Population ageing poses a significant challenge to societies worldwide. Clearly, a better understanding of the molecular changes that occur with ageing is needed in order to discover new treatments for age-associated diseases that range from arthrosis, cardiovascular disease and dementia. A major obstacle is the ability to accurate describe age-associated changes in cells, tissues and organs and to determine efficacies of trials targeting the ageing associated damage and dysfunction.
To address the need biomarkers of ageing, we are developing machine learning algorithms that can find patterns in large and complex datasets such as histological images of pathological samples of individuals with and without specific diseases.
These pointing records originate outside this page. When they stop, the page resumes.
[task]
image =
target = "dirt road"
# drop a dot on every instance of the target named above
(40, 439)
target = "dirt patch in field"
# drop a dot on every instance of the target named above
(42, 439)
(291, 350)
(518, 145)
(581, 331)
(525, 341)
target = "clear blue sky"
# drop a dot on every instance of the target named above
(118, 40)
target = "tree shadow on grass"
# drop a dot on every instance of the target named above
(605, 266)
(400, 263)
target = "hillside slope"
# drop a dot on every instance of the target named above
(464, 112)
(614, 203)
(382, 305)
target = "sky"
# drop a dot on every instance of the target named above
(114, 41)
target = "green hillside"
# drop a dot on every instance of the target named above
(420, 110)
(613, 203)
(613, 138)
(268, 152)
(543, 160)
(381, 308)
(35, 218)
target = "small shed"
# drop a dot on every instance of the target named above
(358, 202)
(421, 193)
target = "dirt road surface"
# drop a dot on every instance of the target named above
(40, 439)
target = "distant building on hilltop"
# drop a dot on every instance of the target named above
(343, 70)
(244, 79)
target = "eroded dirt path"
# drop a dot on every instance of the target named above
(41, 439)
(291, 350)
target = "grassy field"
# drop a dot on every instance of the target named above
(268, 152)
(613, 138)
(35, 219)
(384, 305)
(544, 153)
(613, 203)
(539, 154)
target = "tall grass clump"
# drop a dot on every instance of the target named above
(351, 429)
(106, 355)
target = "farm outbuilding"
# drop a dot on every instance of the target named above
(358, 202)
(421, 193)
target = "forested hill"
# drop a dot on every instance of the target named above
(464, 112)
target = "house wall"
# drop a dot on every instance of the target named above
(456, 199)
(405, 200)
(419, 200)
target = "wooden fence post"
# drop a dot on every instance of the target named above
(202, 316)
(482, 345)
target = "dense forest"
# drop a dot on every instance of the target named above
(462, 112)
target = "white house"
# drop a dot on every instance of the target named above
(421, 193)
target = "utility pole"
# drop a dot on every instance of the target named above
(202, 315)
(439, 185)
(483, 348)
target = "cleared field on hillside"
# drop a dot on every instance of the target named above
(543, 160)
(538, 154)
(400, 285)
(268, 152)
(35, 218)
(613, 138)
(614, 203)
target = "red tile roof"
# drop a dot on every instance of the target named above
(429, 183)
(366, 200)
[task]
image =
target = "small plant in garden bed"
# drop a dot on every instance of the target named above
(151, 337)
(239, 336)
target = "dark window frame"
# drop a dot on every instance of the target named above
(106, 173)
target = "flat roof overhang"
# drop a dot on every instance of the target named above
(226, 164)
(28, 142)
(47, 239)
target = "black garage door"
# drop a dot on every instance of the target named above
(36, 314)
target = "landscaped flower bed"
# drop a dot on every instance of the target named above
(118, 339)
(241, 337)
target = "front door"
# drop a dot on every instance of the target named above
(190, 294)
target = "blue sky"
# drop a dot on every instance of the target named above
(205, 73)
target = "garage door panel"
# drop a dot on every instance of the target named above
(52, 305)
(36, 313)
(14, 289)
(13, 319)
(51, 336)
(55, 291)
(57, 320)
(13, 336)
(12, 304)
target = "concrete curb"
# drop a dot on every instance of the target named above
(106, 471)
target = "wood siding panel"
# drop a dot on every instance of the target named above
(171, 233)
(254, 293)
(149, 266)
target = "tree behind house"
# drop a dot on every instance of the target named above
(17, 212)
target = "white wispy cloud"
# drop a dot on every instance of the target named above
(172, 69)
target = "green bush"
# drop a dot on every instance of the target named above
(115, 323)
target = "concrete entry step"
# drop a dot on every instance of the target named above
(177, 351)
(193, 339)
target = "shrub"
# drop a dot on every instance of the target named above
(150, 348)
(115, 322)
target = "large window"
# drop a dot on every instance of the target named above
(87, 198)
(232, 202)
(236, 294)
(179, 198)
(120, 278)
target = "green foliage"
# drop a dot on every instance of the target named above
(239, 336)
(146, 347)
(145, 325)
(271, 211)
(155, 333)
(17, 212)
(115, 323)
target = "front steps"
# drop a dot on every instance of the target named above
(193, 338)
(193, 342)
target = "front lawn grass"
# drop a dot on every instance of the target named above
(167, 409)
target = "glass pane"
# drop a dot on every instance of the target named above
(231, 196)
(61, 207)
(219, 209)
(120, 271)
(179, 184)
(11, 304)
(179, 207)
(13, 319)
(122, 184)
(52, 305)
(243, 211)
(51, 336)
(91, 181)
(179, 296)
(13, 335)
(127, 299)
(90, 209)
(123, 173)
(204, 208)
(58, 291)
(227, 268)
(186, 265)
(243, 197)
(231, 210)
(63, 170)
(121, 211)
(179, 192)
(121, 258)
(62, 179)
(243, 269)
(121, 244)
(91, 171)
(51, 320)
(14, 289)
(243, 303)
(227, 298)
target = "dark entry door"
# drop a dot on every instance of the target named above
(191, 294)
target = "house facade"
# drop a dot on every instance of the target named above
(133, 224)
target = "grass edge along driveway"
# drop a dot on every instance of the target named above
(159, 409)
These patterns may allow us to determine the underlying molecular changes that occur with ageing and how we can intervene in the ageing process.
Routinely described pathologies are an untapped resource in the effort to characterize human ageing and discover new mechanisms of ageing and biomarkers. Our research takes advantage of pathology reports written by skilled physicians describing the micro-anatomy of more than 30 million tissue samples dating back to the 1970s. The key challenge in harnessing the rich information found in clinical narrative text is the unstructured nature of natural language. By applying natural language processing methods to clinical text, structured parameters describing the tissue architecture can be extracted into a form amenable to computational analysis.
Using this rich data set enables us to characterise ageing on the micro-anatomical level in very large numbers of individuals. Furthermore, coupled together with additional registry data such as pharmaceutical drug use, this novel dataset allows us to describe histological phenotypes in population cohorts of specific interest, leading to hypotheses that can be further validated in model organisms.